PoPI protects those of us who have money to buy, or something to steal. Personal information is used to market – relentlessly – goods and services. Cybercrime is focused on purloining virtual assets, including our identities. This is the charmed circle of the virtual world, where the smart phone is a prosthetic and a signifier of identity.
Beyond this charmed circle, the protection of privacy is also important. For many with low incomes and limited assets, the cell phone is the vital bridge to key services, with still-to-be-realized potential for accessible services that will improve the quality of life. But here, de-identification may come with a cost, getting in the way of using digital technologies in new approaches to development and access to key resources.
One of the limitations on the effective provision of essential services and opportunities to low-income communities – and particularly to those who are widely dispersed and away from cities – has been high transaction costs. Digital technologies can reduce these costs, sometimes dramatically.
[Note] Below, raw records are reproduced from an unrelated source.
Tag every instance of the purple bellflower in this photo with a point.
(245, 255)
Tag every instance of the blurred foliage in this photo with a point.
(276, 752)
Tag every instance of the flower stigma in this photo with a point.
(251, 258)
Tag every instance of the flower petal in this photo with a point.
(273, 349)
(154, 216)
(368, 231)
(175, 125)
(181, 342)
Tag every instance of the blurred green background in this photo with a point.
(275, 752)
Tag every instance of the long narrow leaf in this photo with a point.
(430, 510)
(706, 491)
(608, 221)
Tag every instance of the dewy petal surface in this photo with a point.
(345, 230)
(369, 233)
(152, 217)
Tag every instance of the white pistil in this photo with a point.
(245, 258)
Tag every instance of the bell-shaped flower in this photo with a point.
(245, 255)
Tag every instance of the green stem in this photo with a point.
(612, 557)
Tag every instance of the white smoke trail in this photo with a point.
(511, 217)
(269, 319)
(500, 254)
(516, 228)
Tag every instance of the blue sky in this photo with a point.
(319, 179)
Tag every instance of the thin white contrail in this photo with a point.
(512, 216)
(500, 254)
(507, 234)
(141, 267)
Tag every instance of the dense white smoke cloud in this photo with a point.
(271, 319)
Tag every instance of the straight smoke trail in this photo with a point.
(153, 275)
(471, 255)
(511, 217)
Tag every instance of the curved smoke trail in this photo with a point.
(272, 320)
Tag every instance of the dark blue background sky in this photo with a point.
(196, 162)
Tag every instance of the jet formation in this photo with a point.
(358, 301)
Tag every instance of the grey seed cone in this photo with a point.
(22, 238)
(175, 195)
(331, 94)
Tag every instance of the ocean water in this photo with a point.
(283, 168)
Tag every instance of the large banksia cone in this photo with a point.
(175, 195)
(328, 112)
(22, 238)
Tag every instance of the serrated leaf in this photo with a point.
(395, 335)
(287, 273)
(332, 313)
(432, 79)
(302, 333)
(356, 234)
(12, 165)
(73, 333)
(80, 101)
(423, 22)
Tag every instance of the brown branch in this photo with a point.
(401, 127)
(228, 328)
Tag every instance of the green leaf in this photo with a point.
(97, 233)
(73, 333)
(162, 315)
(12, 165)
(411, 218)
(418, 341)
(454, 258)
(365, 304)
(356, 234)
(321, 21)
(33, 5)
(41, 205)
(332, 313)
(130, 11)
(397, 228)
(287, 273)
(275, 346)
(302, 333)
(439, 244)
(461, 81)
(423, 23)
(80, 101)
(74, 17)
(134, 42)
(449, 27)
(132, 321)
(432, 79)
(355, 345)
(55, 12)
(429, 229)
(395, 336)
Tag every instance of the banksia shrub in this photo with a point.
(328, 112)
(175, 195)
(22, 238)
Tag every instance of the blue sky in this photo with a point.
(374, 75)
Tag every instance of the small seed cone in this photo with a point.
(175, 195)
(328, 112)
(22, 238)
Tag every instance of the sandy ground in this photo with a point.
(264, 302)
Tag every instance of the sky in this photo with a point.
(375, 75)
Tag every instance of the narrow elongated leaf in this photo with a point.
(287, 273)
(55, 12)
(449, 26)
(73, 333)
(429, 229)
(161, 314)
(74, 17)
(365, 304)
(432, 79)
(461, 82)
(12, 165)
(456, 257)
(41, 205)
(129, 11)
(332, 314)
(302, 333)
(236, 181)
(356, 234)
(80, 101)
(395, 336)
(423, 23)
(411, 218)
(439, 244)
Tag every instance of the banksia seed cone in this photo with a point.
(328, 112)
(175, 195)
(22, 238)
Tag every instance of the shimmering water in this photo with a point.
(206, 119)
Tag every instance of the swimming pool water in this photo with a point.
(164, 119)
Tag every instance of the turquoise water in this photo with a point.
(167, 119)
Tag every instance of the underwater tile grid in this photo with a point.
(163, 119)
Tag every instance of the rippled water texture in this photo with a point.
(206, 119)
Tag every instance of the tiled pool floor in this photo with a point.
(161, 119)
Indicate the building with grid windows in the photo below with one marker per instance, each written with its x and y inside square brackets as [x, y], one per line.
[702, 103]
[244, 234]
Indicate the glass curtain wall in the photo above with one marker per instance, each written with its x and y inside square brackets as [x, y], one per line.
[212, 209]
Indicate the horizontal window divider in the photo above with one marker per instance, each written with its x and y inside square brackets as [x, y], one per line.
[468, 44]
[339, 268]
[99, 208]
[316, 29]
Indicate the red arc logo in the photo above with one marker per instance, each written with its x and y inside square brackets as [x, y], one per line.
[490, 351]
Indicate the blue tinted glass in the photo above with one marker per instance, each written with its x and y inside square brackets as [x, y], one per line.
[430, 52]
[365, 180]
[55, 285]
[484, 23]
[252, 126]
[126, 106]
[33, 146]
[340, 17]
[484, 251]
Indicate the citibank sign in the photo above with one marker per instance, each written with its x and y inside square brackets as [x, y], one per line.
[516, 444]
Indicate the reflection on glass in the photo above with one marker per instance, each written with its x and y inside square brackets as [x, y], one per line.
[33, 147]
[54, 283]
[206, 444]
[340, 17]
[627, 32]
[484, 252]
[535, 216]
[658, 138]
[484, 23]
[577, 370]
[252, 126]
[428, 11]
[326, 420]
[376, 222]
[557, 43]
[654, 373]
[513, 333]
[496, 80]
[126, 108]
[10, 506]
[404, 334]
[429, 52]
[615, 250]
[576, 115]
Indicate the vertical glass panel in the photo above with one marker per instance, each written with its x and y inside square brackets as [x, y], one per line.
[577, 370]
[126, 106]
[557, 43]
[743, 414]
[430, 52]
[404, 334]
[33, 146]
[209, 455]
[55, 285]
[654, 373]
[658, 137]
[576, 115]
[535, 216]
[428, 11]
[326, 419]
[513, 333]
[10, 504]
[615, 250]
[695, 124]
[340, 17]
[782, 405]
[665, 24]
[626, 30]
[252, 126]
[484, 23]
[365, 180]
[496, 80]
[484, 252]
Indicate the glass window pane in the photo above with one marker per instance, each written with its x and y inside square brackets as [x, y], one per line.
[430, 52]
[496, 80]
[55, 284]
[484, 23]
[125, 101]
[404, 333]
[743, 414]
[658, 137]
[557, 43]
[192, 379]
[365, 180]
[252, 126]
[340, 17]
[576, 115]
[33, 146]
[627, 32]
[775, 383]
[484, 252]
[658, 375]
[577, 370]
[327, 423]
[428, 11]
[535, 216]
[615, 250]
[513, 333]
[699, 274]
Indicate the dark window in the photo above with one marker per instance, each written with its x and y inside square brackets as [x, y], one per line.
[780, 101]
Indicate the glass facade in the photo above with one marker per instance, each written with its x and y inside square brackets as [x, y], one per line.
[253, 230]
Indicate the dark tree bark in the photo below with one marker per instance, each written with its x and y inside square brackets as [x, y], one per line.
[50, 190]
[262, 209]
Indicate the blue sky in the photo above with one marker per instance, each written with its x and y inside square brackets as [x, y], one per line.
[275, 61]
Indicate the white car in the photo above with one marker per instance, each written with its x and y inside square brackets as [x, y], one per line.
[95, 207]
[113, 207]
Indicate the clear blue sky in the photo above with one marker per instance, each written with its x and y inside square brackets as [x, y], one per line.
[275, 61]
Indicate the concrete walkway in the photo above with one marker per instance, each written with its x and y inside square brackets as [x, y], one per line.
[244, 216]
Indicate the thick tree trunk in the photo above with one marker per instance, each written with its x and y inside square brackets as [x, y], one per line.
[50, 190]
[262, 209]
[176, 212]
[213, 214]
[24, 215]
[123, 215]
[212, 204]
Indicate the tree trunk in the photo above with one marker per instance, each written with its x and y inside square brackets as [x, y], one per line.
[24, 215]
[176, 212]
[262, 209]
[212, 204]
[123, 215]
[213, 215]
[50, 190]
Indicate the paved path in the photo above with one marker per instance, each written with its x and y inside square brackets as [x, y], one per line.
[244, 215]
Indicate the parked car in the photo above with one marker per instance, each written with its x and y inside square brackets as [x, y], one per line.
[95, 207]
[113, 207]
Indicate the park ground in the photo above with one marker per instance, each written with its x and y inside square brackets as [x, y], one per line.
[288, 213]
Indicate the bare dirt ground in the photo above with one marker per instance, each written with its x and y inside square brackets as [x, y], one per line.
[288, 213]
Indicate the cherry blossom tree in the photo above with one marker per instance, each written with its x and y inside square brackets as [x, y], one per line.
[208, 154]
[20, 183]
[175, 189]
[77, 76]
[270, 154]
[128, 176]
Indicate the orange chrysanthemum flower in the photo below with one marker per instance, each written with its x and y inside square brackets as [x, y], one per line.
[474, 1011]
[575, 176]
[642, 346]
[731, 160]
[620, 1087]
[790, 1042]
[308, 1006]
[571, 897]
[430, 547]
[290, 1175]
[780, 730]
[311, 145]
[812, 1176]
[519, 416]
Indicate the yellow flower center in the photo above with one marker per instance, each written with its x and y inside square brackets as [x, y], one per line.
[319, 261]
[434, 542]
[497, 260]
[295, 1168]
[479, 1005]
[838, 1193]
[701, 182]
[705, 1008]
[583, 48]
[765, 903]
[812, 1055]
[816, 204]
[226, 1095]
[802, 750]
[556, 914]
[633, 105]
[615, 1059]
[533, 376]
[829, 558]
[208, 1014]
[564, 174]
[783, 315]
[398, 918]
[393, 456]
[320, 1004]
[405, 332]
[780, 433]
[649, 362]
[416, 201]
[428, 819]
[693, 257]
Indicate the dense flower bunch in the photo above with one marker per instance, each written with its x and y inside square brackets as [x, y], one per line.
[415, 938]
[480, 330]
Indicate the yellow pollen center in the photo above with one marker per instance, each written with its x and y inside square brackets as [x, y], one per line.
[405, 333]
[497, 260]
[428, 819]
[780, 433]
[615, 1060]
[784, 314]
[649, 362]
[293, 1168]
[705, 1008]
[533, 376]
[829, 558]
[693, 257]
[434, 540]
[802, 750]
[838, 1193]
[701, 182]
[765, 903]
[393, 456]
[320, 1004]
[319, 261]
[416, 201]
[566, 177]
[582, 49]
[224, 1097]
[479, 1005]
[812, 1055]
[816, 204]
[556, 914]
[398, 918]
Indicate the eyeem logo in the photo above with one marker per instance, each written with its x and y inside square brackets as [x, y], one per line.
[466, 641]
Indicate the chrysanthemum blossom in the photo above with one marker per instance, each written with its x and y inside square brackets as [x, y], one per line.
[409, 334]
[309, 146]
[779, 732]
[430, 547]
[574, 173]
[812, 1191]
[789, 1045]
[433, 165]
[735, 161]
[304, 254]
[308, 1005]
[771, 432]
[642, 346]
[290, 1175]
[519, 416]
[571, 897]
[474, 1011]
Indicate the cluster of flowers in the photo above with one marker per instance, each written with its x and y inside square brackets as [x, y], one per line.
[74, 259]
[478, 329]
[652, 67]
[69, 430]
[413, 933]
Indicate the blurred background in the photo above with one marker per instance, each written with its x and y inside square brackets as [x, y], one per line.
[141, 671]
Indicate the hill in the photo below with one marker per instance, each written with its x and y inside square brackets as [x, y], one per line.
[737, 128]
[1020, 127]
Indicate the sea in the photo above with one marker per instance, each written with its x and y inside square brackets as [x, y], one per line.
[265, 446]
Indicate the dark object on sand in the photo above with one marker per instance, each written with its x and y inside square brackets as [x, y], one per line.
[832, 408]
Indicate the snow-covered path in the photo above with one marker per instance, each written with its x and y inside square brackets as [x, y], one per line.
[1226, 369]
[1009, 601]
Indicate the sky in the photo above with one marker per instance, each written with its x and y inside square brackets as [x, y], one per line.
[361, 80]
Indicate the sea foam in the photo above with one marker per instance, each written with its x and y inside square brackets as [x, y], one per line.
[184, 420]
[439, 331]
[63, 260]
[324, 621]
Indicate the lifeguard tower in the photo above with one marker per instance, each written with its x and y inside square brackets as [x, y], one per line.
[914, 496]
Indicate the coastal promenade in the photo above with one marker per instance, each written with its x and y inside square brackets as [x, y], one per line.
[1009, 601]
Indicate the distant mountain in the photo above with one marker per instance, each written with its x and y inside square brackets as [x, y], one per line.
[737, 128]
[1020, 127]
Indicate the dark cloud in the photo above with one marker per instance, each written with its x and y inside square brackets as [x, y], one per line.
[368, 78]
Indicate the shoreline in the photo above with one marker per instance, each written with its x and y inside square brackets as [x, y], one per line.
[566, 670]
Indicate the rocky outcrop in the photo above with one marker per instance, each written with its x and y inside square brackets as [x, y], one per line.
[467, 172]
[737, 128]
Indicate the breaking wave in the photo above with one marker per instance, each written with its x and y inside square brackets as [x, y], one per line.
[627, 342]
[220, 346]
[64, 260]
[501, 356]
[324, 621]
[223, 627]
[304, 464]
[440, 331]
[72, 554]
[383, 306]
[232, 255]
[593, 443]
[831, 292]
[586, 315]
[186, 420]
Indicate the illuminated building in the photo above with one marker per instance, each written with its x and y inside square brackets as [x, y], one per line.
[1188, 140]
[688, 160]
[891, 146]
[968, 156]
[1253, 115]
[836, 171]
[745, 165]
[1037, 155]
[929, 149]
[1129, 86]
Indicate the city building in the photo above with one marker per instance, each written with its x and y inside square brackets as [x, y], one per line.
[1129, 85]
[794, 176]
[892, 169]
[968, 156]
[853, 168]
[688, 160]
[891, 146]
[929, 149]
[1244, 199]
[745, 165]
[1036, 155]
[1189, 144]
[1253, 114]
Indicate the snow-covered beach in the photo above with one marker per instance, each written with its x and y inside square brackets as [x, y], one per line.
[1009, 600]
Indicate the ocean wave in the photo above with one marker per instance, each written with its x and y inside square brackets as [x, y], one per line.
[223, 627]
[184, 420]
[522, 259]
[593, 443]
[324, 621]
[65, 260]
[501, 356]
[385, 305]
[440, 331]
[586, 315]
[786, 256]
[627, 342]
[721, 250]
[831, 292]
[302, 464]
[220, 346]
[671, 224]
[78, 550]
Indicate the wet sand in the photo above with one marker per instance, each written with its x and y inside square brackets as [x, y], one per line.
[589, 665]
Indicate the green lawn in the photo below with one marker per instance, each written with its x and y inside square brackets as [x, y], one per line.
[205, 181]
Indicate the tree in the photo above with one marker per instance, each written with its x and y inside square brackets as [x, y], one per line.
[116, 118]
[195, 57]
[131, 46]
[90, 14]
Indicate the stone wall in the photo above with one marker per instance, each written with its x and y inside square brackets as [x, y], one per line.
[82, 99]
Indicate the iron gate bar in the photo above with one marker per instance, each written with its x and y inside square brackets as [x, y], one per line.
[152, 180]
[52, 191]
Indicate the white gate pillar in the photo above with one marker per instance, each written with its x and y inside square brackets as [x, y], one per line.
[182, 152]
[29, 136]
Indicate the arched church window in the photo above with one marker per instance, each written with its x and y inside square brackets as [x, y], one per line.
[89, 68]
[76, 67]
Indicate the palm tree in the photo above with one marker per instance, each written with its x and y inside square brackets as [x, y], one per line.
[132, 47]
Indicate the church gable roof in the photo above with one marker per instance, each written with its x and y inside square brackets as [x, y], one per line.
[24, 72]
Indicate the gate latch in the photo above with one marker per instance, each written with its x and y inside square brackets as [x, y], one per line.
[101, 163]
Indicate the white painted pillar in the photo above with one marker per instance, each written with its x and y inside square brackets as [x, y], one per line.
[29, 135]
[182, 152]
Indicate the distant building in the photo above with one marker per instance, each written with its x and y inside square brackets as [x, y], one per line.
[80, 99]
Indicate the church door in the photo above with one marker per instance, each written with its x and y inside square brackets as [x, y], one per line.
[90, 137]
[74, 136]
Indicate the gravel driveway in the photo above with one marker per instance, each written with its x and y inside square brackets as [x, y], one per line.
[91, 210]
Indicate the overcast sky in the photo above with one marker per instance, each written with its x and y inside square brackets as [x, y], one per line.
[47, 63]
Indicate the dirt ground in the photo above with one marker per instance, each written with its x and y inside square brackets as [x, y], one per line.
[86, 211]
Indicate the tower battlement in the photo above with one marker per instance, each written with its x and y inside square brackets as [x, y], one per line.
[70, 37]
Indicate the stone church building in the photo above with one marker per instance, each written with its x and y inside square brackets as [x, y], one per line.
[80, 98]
This was apparent in early studies; a good example is the reduction of the supply chain between small-scale farmers and their markets, resulting in improved margins for investment in rural villages.
The same applies today, and includes significant opportunities for providing key information and access to essential services. But the processes and requirements of de-identification may re-impose transaction costs. For those outside the charmed circle, the notional benefits of online privacy may well offset the potential gains from others knowing who you are, and what you need.
Here’s an example. The case for the Basic Income Grant has been widely made, and well-documented projects have shown its viability in mitigating economic marginalization by allowing recipients to invest in the resources essential to overcome poverty traps. In Brazil, the best-known case, receipt of the grant was linked to enrolling children in basic education. In Namibia, trials showed that receipt of a grant could stimulate small-scale and effective farming enterprises. In all cases the high transactional costs of conventional administrative system either make such programmes very expensive to run, or not possible to run at all. And in such projects, efficient access to personal information is a key to success.
So yes – this neologism signals important considerations to counter the abuses of the zitabytes of personal information that can live on forever in the Internet. But these considerations do not necessarily signify that being made anonymous is in a person’s best interests.